Ladies (and some gentlemen), this one’s for you! When your man goes and gets a condom (and if he “doesn’t have them” – GET OUTTA THERE FAST), take initiative.

Grab the wrapper from him, seductively whisper, “I’ll be doing that”, and then kiss him all down his bare chest til you get to the goods. Now you’re up close and personal with that part of your man’s body that will be going into that condom you’re holding.

Give his member a few lollipop licks, and, if you’re particularly savvy, tear open the condom at the same time while sucking him off a bit. He won’t even have realised that you’ve torn open the wrapper, or that you’re intending to protect him against STIs/child support for the rest of his life. He’ll just be enjoying his bliss.

Next, while he’s in the midst of this enjoyment, figure out how to put that dang thing on him… This may take some analysing, so a good way to do this without looking like a deer-caught-in-headlights, is to kiss his chest again, but focus your eyes downward, onto his penis. As you’re kissing him, try putting the condom on. If it doesn’t seem to want to go down all the way, you’ve probably put it on wrong-side-up, so keep kissing him and try again and again, til it slides down and looks correct.

Some people, namely Cosmopolitan Magazine, would have you try to put on the condom with your mouth, but I say, maybe don’t do that if you’re trying to avoid being awkward as hell…

Blind Fold Him

Another way to make putting on a condom sexy is to make it into a little game.
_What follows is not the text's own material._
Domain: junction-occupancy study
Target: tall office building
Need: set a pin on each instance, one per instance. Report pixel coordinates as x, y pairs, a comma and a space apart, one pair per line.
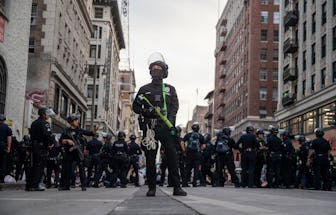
246, 90
307, 97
Inform yourself beforehand where exactly the condoms are in the room you’re in. If you bought em, and you know where they’re hiding, that’s great! If your man bought em and you have NO FRICKIN IDEA WHERE HE PUT THEM, then do a little sleuthing around his room (usually they’ll be pretty front and centre if he knows you’re coming over). Alternatively, just ask him playfully.

So, step 1: familiarise yourself with your environment. Step 2: once foreplay gets ripe and ready, whip out any item of clothing you (WERE) wearing, and use it to blindfold your partner. Tell your man to lay still, whilst you go fetch the condoms. Then, put one on his him while he’s still blindfolded.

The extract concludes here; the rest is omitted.